The Missouri House gave first-round approval to a $1 billion personal and corporate income tax cut Tuesday, as Republicans pushed the bill through despite Democratic warnings that vital services would be starved for funds.
The bill would cut the top rate on personal income taxes, cut the corporate income tax rate in half and exempt Social Security payments from taxation. State Rep. Dirk Deaton, R-Noel, said the bill would promote economic growth, noting that future tax cuts included in the bill only take effect when triggered by revenue growth.
“This is really just limiting the growth of government,” Deaton said.
Democrats, however, said a tax cut — coming on top of a tax cut approved in September that has not been fully implemented — would put the state into a potentially precarious financial position. Despite recent pay raises and incentives, state employees are still the worst paid in the nation and teachers are near the bottom of the pay scale, said state Rep. Peter Merideth, D-St. Louis.
“Their goal is to tear down these institutions,” he said. “They don’t want public education any more.”
The bill would accelerate a tax cut approved in September that will reduce state revenues by almost $800 million annually when fully implemented. The corporate tax cut would be the second in less than five years.
House Speaker Dean Plocher, R-Des Peres, made a corporate tax cut a top priority for the chamber as the session opened.
Missouri is enjoying a massive budget surplus currently approaching $7 billion, with more than $5 billion of general revenue in the bank. For most of the past three years, revenues have grown at double-digit rates.

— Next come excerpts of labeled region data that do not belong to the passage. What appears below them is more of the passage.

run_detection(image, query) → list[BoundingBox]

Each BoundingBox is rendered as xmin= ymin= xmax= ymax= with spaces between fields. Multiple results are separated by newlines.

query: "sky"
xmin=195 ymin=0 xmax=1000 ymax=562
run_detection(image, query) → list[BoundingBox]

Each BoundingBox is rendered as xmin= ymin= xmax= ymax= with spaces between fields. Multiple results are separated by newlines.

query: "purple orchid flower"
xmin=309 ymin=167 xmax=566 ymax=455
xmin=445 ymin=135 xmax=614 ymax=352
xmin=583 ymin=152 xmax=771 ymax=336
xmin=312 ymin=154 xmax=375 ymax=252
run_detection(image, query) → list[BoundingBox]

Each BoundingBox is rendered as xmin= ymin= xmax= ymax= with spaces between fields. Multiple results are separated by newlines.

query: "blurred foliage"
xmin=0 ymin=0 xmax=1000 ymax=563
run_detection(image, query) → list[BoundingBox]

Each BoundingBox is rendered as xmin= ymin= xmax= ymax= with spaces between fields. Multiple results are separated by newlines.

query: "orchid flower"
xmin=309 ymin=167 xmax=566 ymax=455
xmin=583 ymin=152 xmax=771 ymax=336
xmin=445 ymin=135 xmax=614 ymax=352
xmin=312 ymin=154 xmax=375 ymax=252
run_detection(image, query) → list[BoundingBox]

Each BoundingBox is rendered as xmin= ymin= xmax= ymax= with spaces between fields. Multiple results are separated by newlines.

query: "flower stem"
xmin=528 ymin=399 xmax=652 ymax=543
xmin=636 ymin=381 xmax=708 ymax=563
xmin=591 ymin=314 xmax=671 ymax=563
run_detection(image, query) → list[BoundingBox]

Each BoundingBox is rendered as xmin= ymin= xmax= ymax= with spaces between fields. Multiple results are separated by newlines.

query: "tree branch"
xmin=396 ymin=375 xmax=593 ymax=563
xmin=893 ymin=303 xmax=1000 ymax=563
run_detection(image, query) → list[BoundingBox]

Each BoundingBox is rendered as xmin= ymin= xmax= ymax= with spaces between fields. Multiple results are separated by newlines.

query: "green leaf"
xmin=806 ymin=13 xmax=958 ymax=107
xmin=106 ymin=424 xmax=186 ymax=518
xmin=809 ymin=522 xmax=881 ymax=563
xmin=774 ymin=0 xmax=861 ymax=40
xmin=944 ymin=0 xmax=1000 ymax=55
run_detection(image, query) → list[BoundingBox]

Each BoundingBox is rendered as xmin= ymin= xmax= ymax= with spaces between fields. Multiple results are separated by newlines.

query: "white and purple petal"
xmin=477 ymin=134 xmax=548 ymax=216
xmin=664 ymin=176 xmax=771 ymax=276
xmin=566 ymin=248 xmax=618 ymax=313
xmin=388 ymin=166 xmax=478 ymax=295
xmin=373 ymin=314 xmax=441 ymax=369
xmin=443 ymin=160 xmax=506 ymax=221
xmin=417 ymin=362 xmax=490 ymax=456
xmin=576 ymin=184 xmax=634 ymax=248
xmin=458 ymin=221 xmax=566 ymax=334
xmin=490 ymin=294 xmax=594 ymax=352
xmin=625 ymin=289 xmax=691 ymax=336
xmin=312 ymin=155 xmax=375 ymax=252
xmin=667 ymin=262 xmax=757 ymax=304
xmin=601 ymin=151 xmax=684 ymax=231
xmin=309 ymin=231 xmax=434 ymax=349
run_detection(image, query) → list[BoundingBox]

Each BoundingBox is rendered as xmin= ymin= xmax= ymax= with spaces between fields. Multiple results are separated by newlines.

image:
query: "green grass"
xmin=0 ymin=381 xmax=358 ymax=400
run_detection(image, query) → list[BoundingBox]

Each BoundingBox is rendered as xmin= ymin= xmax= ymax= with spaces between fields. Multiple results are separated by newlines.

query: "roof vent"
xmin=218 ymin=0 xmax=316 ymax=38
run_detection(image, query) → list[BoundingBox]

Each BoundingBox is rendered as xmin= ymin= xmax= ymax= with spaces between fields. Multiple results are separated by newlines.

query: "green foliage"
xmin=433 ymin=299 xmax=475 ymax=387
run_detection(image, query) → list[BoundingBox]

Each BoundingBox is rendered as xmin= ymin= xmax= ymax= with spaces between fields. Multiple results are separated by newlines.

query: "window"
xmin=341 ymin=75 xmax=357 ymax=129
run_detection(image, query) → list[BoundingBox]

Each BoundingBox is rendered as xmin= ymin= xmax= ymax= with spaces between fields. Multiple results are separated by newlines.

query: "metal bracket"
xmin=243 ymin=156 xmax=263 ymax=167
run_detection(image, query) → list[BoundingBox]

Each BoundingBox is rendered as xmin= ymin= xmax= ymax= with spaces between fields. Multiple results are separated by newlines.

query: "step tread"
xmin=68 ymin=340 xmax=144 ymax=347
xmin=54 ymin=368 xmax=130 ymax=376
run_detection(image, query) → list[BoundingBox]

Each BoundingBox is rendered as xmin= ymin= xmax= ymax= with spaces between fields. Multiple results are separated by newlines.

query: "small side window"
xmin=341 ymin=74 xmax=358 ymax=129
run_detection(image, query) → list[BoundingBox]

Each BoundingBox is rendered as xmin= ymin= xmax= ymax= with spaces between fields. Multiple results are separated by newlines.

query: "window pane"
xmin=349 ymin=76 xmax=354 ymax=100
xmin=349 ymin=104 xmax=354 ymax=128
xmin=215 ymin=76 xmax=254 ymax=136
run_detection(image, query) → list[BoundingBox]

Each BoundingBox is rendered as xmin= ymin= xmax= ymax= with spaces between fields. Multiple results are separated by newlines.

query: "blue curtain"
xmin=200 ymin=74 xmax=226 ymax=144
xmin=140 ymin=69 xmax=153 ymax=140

Projections made in December forecast that general revenue would total $13.1 billion in the current fiscal year. That would be a significant slowdown in current growth rates, but the ongoing general revenue surplus is projected to remain high: $4.9 billion on June 30.
The slowdown in revenues has yet to materialize, however, with growth for the fiscal year so far at 12.5%, which would add $1.4 billion to the surplus if it continues.
Under the tax cut approved last year, the top income tax rate was reduced from 5.3% to 4.95%, with four additional cuts, to 4.5%, triggered by future revenue growth. Deaton’s bill would set the top rate at 4.5% immediately, with additional cuts taking it to 4.05% in four steps. That would decrease state revenue by about $500 million annually.
The personal income tax brought in just under $10 billion before accounting for refunds in the fiscal year that ended June 30. Revenue from the personal income tax has increased 29% since fiscal 2018.
Corporate taxes brought in $909.7 million in the most recent fiscal year, an increase of 97% since the rate was cut from 6.25% in 2018. The corporate tax portion of the bill would cut the top rate to 2% from 4%. That would reduce revenues by about $355 million annually, with the potential for additional cuts that would lower revenues by $533 million total.
The tax cut for people receiving Social Security would end state taxation of any portion of their benefits currently being taxed at the federal level. The fiscal estimate pegs the cost at $144 million annually.
The Social Security provision will make the state more attractive to retirees, said Rep. Michael O’Donnell, R-Oakville.
“Bringing these folks to the state of Missouri with their steady income helps shore up our economy,” O’Donnell.
In addition to the economic benefits of lower taxes, the current state bank balances are excessive, Rep. Doug Richey, R-Excelsior Springs.
“We are collecting more in tax revenue than is necessary to cover essential services,” Richey said. “We need to reverse the tables.”
Meredith, however, said Republicans are trying to cut too deeply and will face a reaction from taxpayers who want services funded. Kansas cut too deeply and had to put taxes back in place, he noted.
But unlike Kansas, lawmakers in Missouri cannot unilaterally raise taxes. Any effort to restore the revenue would require a statewide vote.
Former Kansas Gov. Sam Brownback’s “experiment failed miserably, and guess what?” Meredith said. “They have a Democratic governor now, don’t they?”